To further give students a taste of what to expect in-country, our Weekend Institute featured the national cuisine from each country – including Paraguayan empanadas, Jamaican curries, and Zambian nshima and even fried caterpillars. Once overseas, students fully immersed themselves in local food and culture, challenged their own assumptions, learned from grassroots community leaders, and forged lasting connections. Reconvening next month, students will focus on public speaking and story-telling – to share their insights and inspiration with their peers.
>> Catch up on their adventures and impact on our blog and Flickr accounts (Zambia, Paraguay, Jamaica) or check out the video postcard produced by our LearnServe Zambia team, with highlights from their experiences overseas.
Hurry Up and Lead
by Scott Rechler, Director and CEO of LearnServe International
Each spring, as our LearnServe students prepare to pitch the social ventures they have been cultivating all year, there is a moment when I find myself wishing that they were the ones driving our country's civic and political agenda.

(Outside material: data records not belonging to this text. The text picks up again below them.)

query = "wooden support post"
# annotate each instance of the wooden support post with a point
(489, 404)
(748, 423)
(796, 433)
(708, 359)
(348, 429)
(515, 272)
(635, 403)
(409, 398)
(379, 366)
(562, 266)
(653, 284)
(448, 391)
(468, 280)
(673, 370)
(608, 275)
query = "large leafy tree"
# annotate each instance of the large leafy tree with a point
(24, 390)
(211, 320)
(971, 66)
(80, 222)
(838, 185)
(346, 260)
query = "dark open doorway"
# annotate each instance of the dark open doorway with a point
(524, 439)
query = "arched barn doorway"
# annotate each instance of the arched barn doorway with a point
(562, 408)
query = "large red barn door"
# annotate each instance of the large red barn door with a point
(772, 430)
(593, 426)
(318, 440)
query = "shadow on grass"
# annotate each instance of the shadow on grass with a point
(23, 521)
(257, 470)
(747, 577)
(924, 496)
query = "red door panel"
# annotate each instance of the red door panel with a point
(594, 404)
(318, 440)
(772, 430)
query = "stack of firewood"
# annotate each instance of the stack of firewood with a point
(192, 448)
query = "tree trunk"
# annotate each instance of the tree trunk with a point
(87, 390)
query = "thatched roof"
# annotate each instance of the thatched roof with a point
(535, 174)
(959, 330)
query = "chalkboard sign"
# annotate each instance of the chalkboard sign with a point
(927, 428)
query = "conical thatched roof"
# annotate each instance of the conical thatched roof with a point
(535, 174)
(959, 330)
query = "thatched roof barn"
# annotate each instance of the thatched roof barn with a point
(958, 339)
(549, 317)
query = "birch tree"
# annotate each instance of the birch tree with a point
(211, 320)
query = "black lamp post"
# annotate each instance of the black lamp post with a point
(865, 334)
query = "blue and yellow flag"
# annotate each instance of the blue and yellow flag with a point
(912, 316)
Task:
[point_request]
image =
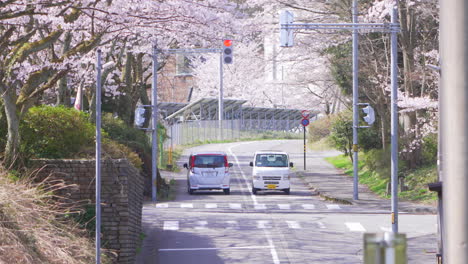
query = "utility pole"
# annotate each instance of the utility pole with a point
(154, 132)
(454, 128)
(355, 101)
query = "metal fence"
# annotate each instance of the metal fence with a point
(185, 133)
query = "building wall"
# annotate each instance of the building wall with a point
(121, 198)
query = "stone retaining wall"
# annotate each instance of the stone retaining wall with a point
(121, 198)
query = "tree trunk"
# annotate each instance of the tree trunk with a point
(13, 138)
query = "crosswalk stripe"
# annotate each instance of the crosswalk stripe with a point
(232, 225)
(355, 227)
(263, 224)
(260, 207)
(333, 206)
(171, 225)
(235, 206)
(308, 206)
(321, 225)
(385, 229)
(293, 224)
(201, 225)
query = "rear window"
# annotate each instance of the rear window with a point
(209, 161)
(271, 160)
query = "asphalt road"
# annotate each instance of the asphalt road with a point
(210, 227)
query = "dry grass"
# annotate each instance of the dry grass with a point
(33, 229)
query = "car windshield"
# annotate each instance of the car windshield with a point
(209, 161)
(271, 160)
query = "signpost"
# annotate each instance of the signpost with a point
(305, 122)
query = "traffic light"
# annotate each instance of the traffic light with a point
(227, 51)
(370, 116)
(286, 35)
(139, 116)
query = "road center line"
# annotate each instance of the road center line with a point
(201, 249)
(254, 199)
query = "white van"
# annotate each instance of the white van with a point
(207, 171)
(271, 171)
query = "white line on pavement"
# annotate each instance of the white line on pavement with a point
(263, 224)
(201, 225)
(293, 224)
(355, 227)
(333, 206)
(200, 249)
(260, 207)
(211, 206)
(235, 206)
(171, 225)
(321, 225)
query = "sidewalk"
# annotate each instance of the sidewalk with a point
(332, 184)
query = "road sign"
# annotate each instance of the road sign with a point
(305, 113)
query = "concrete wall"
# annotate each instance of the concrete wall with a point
(121, 197)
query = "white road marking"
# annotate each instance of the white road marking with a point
(333, 206)
(385, 229)
(308, 206)
(273, 252)
(201, 249)
(249, 187)
(171, 225)
(211, 206)
(235, 206)
(201, 225)
(260, 206)
(355, 227)
(293, 224)
(321, 225)
(232, 225)
(262, 224)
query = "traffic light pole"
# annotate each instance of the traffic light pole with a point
(220, 100)
(355, 103)
(454, 118)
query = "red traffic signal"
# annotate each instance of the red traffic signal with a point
(227, 43)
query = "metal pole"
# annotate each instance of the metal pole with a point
(454, 58)
(304, 150)
(220, 100)
(394, 121)
(98, 158)
(154, 134)
(355, 102)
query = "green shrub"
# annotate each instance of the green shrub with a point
(55, 132)
(429, 149)
(319, 129)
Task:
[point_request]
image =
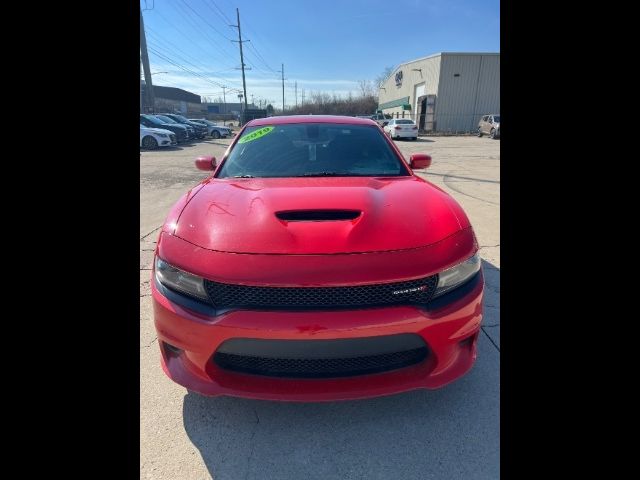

Their creativity, empathy, passion, and vision stand in sharp contrast to the headlines I read each day, most dominated by tragedy and misunderstanding. Our students give me hope that we may one day be able to write a future different than our present.
I believe in LearnServe because I believe in the future that our students are working so fearlessly to build.
I fervently believe that Black Lives Matter, yet too often feel personally powerless when it comes to tackling the prejudice that taints police-civilian interactions, reinforces education disparities, and limits professional opportunities. So I applaud the efforts of Chris and Desmond to mainstream African American history in DC schools; of Nick and Alexis to cultivate understanding between law enforcement officials and minority youth; and our alumni who have joined Operation Understanding DC to fight racism and discrimination in all its forms.
After celebrating months of groundbreaking wins for the LGBT community, culminating in nation-wide recognition of marriage equality, I have followed with concern the vocal surge in transphobia, with public bathrooms as the latest proving ground. So I commend Will for launching Your Queerstions Answered, a podcast for high school students designed to demystify the transgender community.
I have watched in disappointment as political leaders have peddled fear and misinformation to paint sweeping generalizations and distrust of immigrants and Islam, undermining the values of diversity, respect, and understanding we work so hard to ingrain in our students. So I stand by Alejandra as she fights the stigma of being an ELL student through her anti-bullying campaign; Val as she humanizes the Syrian refugee community by sharing their stories and cuisine; and Davy as he bridges Muslim and Jewish teens.